$project a new field as the minimum of two fields in mongodb

Question

As part of an aggregation pipeline, I'd like to project a new field onto a document which is the minimum of two existing fields.

Given documents like these:

{
    _id: "big1",
    size: "big",
    distances: { big: 0, medium: 0.5, small: 1 }
}
{
    _id: "med1",
    size: "medium",
    distances: { big: 0.5, medium: 0, small: 0.5 }
}
{
    _id: "small1",
    size: "small",
    distances: { big: 1, medium: 0.5, small: 0 }
}

The "distances" subdocument shows how "far" the document's size is from other possible sizes.

I'm looking to accumulate a sorting score for the documents that shows how close it is to a set of parameters. If I were looking for just "big" documents, I could do this:

aggregate([
    {$project: {"score": "$distances.big"}}
    {$sort: {"score": 1}}
]);

But suppose I want to sort equally for "big" or "medium" documents. What I want is something like:

aggregate([
    {$project: {"score": {$min: ["$distances.big", "$distances.medium"]}}},
    {$sort: {"score": 1}}
])

But this doesn't work, as $min only operates on adjacent documents in a $group query.
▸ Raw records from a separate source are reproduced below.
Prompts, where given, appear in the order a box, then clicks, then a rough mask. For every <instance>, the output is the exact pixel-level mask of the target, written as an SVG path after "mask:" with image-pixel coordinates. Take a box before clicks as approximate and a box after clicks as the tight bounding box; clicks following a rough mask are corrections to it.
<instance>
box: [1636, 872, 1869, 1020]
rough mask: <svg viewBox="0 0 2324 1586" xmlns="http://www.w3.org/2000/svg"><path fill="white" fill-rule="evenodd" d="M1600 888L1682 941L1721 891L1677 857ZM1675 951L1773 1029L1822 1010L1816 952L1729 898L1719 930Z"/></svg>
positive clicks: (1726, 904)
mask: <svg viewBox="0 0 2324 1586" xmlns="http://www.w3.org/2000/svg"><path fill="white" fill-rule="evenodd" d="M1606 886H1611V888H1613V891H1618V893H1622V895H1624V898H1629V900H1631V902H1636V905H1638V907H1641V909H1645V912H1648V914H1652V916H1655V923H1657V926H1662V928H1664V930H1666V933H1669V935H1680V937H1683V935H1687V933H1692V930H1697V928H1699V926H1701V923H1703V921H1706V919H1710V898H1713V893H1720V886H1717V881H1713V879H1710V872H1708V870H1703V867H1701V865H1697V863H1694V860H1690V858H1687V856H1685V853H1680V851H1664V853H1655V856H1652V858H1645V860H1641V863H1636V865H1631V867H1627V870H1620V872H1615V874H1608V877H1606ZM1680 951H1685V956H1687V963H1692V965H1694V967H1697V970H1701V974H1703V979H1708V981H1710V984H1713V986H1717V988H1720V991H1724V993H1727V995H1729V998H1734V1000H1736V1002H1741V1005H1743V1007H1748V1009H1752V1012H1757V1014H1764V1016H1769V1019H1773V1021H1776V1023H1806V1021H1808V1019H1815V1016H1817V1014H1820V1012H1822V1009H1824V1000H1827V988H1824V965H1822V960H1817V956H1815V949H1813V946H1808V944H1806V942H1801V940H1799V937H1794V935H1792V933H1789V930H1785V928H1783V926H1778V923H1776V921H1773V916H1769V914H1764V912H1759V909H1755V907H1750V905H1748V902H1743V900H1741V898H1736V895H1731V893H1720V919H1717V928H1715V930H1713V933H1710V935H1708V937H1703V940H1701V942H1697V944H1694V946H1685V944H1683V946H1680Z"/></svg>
Is there a way to project a value that is the minimum of two existing fields as a sort parameter?

Answer 1

You can use the $cond operator to perform a comparison that finds the minimum value using the $lt operator:

db.test.aggregate([
    {$project: {score: {$cond: [
        {$lt: ['$distances.big', '$distances.medium']}, // boolean expression
        '$distances.big',   // true case
        '$distances.medium' // false case
    ]}}},
    {$sort: {score: 1}}
])

Result:

[ 
    {
        "_id" : "big1",
        "score" : 0
    }, 
    {
        "_id" : "med1",
        "score" : 0
    }, 
    {
        "_id" : "small1",
        "score" : 0.5
    }
]